Moreover, employees do not get regular shifts. Instead, every Saturday evening, hours are posted for the following week. Each worker receives a thin strip of paper with her or his schedule. Imagine what this unpredictability means for parents trying to arrange child care. 

As if this level of exploitation isn’t enough, some workers don’t even get paid for the hours they put in. Finnegan reports, “Two former McDonald’s managers recently went public with confessions of systematic wage theft, claiming that pressure from both franchisees and the corporation forces them to alter time sheets and compel employees to work off the clock.” 

This kind of treatment is inhumane, for parents and non-parents alike. And it isn’t just the fast food industry. American workers put in longer hours for less pay than their counterparts in other developed countries, and they also take fewer vacations. No legal limits exist to prevent American workers from answering e-mails and analyzing spreadsheets when ostensibly having family time at home. 

Rather than an accusation against cooking for causing misery amongst working women, I would like to see an indictment of a brutal work culture engendered by skyrocketing inequality. I would like to see an examination of farm subsidies that make processed foods artificially cheap while making raw foods unattainably expensive. I would like to see a report on the economic conditions that create food deserts in certain neighborhoods when food is so abundant in others. I would like to see a denunciation of a political climate that makes raising the national minimum wage to a paltry $15/hour an impossibility. I would like to see rage against weak and ineffective initiatives to end poverty while the top 0.1 percent continue to attain new heights of wealth

The study authors suggest in their conclusion a variety of “creative solutions” to feed families healthy meals without continuing to overburden mothers. They suggest town suppers and healthy food trucks, to-go meals that parents pick up at their children’s schools to heat up at home. 

While I am interested in collectivist solutions, the logistics bring up more questions. Where would the food come from? Who would grow it? What food traditions would be represented? How would it all get funded? If families buy the meals, how could the meals be affordable yet made with good quality, fresh ingredients? 

The main question I have is, who would prepare these foods? How much would they get paid? What hours would they work? Because I can imagine, all too easily, that these programs would rely on part-time workers juggling two jobs, some of them parents. Parents who would work long hours to prepare food for parents, who are working too much to prepare food. Alternatively, I can imagine stay-at-home moms being asked to volunteer their labor, just as they are tasked with filling in labor gaps in their children’s schools. 
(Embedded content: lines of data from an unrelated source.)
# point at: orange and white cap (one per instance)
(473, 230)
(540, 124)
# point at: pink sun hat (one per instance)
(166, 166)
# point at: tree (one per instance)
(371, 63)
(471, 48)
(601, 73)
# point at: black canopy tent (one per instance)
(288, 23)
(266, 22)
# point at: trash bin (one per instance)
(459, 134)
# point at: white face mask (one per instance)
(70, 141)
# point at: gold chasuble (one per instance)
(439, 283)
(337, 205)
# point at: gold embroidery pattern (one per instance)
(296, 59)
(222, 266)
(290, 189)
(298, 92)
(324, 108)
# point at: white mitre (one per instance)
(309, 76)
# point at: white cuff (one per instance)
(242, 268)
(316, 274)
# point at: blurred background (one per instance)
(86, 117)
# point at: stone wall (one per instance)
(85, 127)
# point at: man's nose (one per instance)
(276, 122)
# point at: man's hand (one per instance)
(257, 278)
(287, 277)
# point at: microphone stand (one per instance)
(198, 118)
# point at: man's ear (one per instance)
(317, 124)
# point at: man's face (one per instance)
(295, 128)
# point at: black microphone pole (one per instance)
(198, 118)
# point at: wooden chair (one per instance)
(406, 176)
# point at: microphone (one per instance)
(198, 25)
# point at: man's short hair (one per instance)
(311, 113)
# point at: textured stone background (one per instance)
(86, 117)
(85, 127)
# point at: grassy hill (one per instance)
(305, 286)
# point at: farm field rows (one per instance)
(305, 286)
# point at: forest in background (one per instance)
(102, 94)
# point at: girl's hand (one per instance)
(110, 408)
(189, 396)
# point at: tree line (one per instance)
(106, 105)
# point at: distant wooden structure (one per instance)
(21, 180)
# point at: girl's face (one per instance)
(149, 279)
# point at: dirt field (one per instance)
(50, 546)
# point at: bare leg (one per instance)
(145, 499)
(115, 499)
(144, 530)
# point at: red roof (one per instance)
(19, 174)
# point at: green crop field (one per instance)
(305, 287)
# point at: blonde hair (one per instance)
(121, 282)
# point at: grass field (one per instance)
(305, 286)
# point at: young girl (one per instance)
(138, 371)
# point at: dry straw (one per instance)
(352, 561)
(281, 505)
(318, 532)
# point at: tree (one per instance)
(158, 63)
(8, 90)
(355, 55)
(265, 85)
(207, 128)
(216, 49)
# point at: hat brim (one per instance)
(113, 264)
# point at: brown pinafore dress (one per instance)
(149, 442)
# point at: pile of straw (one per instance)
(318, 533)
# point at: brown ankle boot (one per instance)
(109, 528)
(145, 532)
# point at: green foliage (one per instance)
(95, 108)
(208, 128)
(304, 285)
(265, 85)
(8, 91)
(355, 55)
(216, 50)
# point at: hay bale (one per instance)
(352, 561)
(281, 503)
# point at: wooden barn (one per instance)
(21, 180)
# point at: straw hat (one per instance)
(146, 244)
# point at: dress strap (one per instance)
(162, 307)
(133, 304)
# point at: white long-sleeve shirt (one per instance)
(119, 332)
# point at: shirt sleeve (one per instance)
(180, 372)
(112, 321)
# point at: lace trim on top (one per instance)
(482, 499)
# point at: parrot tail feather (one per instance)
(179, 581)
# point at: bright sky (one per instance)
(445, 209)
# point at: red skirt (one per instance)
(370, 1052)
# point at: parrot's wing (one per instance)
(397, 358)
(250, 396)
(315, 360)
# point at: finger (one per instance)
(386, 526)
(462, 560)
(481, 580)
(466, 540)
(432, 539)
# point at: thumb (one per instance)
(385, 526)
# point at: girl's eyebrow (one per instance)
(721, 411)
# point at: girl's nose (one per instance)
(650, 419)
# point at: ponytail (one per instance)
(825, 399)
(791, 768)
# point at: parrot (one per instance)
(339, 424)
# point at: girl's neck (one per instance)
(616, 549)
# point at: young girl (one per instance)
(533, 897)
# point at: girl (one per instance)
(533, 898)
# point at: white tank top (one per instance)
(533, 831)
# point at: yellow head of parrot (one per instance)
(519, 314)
This isn’t a solution. It’s a displacement of the problem. 

The answer to the question, “Why do working mothers find it so hard to cook?” is not an easy one, but cooking itself is not the problem. The way most Americans, not just working mothers, find it difficult-to-impossible to engage in one of the most fundamental human activities is but one symptom of a cancer in American culture. 

So what can we do? We can insist on connection. We are all linked: the farmers who grow our food, the migrant workers who harvest it, the drivers who transport it, the grocers who stock it, the corner-store owners who sell it, the food workers who prep and cook it, the parents who bring it home, the children who either eat it or complain about it. 

Cooking can be feminist or anti-feminist. But insisting on a more just and equal world is feminist to the core.